I can then preview the story, fix up the silly errors I made and a couple of cycles round the loop later hopefully end up with something that can be released.

Wallpaper Captures

I can't capture full screen images in the game, the largest size it will do is 600x450, which is the size of the photo story images. To get full screen captures I use Hypersnap DX, which I have around from when I used to write about computer games. Capture options are set to special capture for Direct X, auto save and uncompressed PNG format.

The main issue is that this capture includes any game overlays (such as icons or the pause indicator) that are suppressed by the game's own snapshot function. This is an annoying problem as its easy to forget about it and ruin a whole set of screenshots. The same issue occurs with movies and external software such as GameCam.

Some of the overlays can be removed by means of the clone tool in the editing package. Working zoomed in to 1000% usually results in being able to cover up the unwanted graphic so the edit is difficult to see at normal size. This works best on dark background areas. It can be nearly impossible to do this type of edit cleanly if the area to be modified is part of the foreground e.g. someone's face.

Scanned Sigs

To do the items with signatures etc. I start with the raw image in JPG or PNG format. Then the signature or handwritten text is scanned. This is done at a much higher resolution than the final target image to avoid artifacts. I've been scanning at 600-1200 DPI.

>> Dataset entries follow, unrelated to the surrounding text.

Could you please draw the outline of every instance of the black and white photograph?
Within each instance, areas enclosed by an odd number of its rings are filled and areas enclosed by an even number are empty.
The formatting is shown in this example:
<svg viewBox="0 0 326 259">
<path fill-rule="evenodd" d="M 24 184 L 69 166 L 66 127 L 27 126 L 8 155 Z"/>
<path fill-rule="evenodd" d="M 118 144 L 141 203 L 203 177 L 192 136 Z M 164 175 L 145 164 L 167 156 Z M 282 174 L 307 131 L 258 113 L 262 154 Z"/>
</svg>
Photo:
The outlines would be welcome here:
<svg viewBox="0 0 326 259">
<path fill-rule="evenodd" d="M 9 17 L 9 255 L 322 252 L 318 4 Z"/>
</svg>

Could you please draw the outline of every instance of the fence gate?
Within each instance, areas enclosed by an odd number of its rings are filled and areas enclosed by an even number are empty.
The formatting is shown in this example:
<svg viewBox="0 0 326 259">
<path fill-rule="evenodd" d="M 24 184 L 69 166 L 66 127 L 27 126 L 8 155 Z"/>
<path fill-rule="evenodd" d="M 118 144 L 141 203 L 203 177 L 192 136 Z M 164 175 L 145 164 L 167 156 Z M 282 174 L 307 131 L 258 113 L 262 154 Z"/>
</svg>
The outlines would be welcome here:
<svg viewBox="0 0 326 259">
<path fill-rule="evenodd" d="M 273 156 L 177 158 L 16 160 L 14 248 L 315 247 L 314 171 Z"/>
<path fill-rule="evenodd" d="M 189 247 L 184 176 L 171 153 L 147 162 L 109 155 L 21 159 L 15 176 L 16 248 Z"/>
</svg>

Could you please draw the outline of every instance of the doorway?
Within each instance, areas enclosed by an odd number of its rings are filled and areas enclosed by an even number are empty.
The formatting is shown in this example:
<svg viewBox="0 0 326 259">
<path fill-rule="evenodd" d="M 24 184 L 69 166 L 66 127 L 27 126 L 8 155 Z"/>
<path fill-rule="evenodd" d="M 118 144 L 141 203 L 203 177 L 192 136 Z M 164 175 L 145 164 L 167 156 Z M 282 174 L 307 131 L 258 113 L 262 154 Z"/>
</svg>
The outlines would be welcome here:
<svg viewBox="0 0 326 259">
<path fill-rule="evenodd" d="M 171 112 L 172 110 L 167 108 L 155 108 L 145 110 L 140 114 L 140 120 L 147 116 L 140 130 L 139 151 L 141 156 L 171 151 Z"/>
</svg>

The scan is then given a transparent background. In Photo Paint there's a tool for this called the Transparent Colour Select tool. If the scan is good the background will be uniform and one click on the white area will do the job. Occasionally there are some blemishes that need to be added to the transparency selection.

The scan can now be overlaid onto the image and sized / positioned. The image is then flattened and saved as JPG.

This was a bit time consuming, so I've now switched to a handwriting TrueType font for the document images. I managed to find one that looks similar to the writing I gave Sara when I was scanning.

Title Pages / Collages

I start with an image from the story to use as the background. This is run through a desaturate filter and then sometimes adjusted for contrast/intensity/lightness etc to give a suitable 'faded out' effect.

The story images are then copied and cropped to the size that's needed. They're pasted onto the background as objects and sized / arranged.

Lettering / highlighting is next and the image saved in the same way as the others.